Enviada em 18/07/2020
A história da relação das mulheres com os esportes é marcada pelo preconceito e proibicionismo. Na Grécia Antiga, somente aos homens era concedido o direito de competir nas modalidades olímpicas. Já no século XX, tanto Getúlio Vargas como os líderes da ditadura militar brasileira, proibiram as mulheres de praticarem “desportos incompatíveis com as condições de sua natureza”. Essas barreiras impostas ao longo dos séculos impediram o desenvolvimento da tradição da valorização do esporte feminino – como ocorreu com o masculino – causando prejuízos sociais e econômicos.
Para a melhor compreensão do debate, é imperativo a exemplificação através da análise da história do futebol. No Brasil, até 1979 o esporte era proibido para mulheres por decreto governamental, enquanto os times masculinos já haviam iniciado suas trajetórias. Essa diferença temporal permitiu aos homens passar do amadorismo para os clubes profissionais, criar uma base de torcedores sólida e desenvolver uma indústria que movimenta milhões - como o clube de futebol Palmeiras, que em 2018 faturou R$654 milhões. O mesmo processo – devido ao contexto sócio-histórico - foi negado as jogadoras que hoje sofrem, pois estão inseridas em um sistema vicioso e frágil que por não ter a valorização de torcedores não atrai investimentos, e não atrai patrocinadores porque não há público.
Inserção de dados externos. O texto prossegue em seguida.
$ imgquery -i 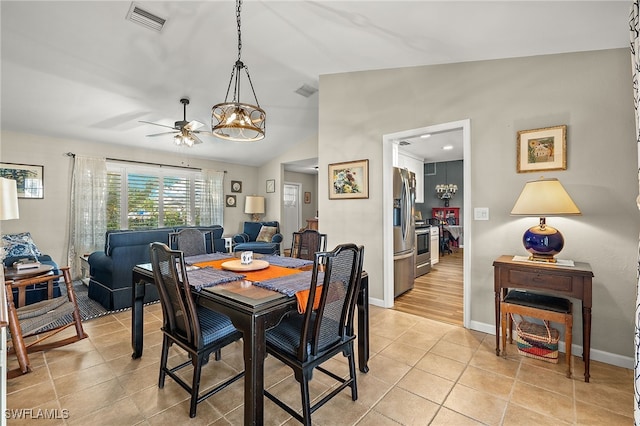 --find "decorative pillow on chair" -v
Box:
[2,232,42,257]
[256,226,278,243]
Além dos prejuízos econômicos, os danos sociais são igualmente relevantes, visto que são capazes de gerar reflexos em outras áreas de extrema importância. Segundo um relatório do Programa das Nações Unidas para o Desenvolvimento, a prática de exercícios físicos por mulheres no território nacional é 40% menor em relação aos homens. Ou seja, a cultura de não incentivar mulheres aos desportos – mesmo que de maneira não profissionalizante - representa um risco a saúde dessas cidadãs, visto que, de acordo com a Organização Mundial da Saúde, a ausência de atividades físicas pode acarretar problemas de hipertensão, diabetes e colesterol alto.
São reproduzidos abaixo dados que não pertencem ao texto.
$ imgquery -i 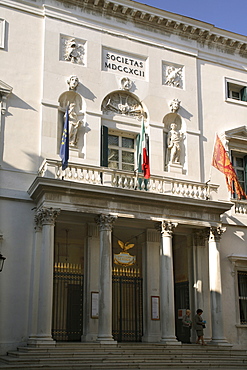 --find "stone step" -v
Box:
[0,343,247,370]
Conforme o demonstrado, enquanto a sociedade não avançar para a paridade entre os gêneros, a economia está perdendo a oportunidade de desenvolver e lucrar com um mercado consumidor que possui o potencial de movimentar milhões de reais, e a população feminina, estatisticamente, continuará suscetível a uma vida enferma. Para que isso mude, as Confederações Esportivas do Brasil devem ter o compromisso de realizar o desenvolvimento das categorias femininas, por meio de investimentos em atletas de base, definições de calendários de competições, campanhas publicitárias em televisões e redes sociais – que darão visibilidade as atletas e proximidade ao público, para atrai-los – e, por fim, aparecerão os patrocinadores. Dessa forma os prejuízos econômicos e sociais aos poucos serão superados e ocorrerá uma real valorização do esporte feminino em todo o Brasil.